The emergence of cloud players in speech recognition, notably Google and Amazon, brings about new applications for speech in the contact center.
Automatic Speech Recognition (ASR) has always been a bit hit-and-miss. But many new players have a key advantage in that they are amassing large amounts of sample data that enable a ‘positive feedback’ loop to improve detection rates across a large population of different accents and dialects.
The potential big win from this is the ability for contact center IVR applications to conduct a natural language-based dialog with a customer. AI still has a long way to go to deliver this customer service goal. Most successful speech applications we see in the contact center today are still based on a dialog tree.
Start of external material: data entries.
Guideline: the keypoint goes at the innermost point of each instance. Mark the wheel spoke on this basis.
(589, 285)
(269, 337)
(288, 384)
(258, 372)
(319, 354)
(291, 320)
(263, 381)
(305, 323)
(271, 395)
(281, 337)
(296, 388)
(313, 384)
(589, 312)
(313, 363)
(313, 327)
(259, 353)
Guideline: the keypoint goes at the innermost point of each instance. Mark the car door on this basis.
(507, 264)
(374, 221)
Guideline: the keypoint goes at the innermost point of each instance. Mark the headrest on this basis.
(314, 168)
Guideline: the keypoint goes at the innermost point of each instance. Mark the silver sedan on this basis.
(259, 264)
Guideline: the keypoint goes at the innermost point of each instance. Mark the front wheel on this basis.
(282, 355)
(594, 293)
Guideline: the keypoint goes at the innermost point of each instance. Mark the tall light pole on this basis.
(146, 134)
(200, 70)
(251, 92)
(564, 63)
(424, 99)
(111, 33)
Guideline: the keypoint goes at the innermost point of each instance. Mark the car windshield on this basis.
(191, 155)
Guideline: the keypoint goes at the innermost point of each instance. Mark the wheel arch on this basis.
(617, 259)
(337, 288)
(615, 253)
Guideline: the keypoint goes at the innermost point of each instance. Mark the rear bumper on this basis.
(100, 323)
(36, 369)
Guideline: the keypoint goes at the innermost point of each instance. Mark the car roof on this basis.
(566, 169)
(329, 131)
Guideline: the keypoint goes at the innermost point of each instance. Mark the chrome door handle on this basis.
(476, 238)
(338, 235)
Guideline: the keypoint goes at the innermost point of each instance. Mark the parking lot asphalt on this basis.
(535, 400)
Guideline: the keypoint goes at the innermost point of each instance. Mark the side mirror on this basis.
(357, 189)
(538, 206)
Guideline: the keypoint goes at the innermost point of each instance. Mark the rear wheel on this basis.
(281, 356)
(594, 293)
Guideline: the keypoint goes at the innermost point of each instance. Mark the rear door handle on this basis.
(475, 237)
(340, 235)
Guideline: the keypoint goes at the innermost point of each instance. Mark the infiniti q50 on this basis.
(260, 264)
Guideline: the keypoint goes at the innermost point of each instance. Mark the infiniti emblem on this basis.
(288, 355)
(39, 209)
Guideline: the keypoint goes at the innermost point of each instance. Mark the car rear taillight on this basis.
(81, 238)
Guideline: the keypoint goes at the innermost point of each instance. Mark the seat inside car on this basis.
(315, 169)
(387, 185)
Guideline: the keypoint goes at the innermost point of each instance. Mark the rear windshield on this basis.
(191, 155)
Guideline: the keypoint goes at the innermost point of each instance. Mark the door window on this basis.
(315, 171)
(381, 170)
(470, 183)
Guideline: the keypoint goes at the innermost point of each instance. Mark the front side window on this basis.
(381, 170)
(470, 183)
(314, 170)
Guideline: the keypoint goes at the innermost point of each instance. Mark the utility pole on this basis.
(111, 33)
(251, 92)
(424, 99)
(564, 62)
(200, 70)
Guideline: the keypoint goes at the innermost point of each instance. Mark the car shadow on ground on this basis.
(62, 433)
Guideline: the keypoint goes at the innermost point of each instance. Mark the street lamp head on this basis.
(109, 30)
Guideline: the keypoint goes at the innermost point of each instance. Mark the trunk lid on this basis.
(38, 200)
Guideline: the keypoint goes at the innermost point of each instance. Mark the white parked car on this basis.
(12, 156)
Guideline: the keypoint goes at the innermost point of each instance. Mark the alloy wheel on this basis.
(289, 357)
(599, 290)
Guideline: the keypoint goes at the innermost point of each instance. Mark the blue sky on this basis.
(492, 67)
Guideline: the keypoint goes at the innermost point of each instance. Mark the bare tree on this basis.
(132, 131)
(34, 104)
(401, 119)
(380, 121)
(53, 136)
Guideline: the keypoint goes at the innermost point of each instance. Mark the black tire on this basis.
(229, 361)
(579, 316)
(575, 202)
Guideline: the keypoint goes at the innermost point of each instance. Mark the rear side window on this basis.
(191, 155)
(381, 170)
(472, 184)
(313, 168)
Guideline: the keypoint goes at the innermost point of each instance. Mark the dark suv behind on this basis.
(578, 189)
So, until the Nirvana (or dystopia) of true AI-based customer service arrives, how might contact centers best leverage the new best-of-breed ASR? Here are our suggestions:
- Make sure you use applications that allow you to change the dialog tree quickly and simply and promote re-use. If you have this kind of tool for IVR scripting, and you review, analyse and feedback improvements into the dialog tree daily, after a couple of weeks you should find that your machine-based first call resolution rates improve, leading to reduced live agent costs.
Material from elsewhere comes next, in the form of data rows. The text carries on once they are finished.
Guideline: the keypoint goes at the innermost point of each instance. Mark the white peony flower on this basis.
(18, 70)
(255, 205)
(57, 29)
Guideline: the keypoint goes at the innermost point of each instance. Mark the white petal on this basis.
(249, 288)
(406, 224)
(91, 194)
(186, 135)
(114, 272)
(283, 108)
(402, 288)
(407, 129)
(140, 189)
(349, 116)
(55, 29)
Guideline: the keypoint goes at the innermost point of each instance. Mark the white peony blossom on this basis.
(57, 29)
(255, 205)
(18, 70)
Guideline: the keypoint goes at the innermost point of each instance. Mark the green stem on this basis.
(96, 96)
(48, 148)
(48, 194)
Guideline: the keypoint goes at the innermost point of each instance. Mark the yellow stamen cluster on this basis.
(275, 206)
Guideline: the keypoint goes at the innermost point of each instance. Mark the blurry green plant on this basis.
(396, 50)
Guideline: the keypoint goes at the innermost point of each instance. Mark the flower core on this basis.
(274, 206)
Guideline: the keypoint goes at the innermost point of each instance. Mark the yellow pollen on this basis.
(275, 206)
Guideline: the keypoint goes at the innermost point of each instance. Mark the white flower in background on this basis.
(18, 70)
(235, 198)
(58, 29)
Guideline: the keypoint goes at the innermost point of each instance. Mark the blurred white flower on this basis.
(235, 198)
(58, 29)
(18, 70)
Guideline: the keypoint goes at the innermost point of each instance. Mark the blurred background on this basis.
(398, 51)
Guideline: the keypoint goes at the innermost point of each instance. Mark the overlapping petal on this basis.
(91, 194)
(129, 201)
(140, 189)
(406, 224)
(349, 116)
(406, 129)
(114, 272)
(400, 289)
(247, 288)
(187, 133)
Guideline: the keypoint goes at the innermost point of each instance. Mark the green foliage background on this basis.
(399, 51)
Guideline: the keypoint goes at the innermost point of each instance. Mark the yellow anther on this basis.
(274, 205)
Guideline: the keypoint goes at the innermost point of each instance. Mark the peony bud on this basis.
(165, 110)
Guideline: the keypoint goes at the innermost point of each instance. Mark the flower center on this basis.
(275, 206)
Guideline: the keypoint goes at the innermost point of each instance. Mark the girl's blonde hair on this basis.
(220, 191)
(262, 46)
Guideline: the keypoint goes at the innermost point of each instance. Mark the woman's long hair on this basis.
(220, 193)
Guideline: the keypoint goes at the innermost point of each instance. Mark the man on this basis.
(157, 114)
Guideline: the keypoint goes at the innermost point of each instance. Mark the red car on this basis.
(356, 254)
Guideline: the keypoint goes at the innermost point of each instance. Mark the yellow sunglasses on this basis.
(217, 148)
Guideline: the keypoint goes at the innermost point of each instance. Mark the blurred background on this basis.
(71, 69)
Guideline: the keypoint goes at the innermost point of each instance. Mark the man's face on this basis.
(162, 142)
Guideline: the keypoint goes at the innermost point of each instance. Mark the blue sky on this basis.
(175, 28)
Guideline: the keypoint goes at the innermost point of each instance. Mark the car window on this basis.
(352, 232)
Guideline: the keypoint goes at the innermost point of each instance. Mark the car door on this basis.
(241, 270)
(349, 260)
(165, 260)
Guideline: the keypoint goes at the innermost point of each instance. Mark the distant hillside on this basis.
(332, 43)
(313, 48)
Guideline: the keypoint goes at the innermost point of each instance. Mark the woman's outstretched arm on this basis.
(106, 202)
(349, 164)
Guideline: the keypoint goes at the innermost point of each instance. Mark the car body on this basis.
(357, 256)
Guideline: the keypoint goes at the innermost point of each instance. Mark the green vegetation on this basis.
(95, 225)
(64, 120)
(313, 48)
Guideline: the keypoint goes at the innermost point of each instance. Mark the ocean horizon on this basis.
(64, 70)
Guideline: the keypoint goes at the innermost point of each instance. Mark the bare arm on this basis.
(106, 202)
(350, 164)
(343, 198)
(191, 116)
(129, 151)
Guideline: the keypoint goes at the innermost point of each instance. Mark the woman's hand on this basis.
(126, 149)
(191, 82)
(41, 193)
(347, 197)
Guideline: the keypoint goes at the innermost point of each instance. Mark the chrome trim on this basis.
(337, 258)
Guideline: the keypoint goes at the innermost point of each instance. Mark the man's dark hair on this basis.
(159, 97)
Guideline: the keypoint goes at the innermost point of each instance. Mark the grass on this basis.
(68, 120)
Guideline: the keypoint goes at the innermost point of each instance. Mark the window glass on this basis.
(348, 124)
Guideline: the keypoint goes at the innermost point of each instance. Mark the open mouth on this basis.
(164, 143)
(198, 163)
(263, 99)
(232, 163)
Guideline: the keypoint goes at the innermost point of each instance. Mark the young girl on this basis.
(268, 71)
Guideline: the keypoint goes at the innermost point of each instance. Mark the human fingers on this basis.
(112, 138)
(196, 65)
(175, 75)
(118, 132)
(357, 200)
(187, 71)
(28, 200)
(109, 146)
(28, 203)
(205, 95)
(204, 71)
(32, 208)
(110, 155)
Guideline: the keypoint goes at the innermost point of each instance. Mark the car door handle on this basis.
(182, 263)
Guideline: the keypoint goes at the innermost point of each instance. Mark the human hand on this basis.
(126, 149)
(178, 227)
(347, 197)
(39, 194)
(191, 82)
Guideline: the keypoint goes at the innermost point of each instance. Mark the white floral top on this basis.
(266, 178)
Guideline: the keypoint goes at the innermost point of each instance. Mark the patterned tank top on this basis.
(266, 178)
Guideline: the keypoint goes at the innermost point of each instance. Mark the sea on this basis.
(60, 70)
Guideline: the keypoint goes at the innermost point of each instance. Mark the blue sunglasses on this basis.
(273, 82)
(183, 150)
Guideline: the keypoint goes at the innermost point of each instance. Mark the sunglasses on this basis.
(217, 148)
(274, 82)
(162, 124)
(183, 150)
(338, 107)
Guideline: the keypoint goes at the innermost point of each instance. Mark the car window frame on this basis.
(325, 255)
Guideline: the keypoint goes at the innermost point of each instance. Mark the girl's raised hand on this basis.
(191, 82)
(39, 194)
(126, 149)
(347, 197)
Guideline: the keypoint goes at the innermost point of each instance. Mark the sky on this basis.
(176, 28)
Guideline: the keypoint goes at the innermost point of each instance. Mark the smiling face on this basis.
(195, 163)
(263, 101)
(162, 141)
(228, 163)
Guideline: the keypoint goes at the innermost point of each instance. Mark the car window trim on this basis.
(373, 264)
- If your service application is modal i.e. it seeks a particular path through a dialog tree, either use dictionaries to improve detection rates, or ask ‘open’ questions and parse the sentence to pick out keywords. The cloud ASR offerings are very good at detecting complete sentences because word associations reinforce accuracy. Single word responses require the ASR engine to be given a limited dictionary to deliver accuracy.
- Develop multiple paths in dialog tree applications towards getting the same goal. If you have 3 different pieces of information you need to capture to identify a customer, be prepared for the customer to give you information in the way and the order that suits him or her.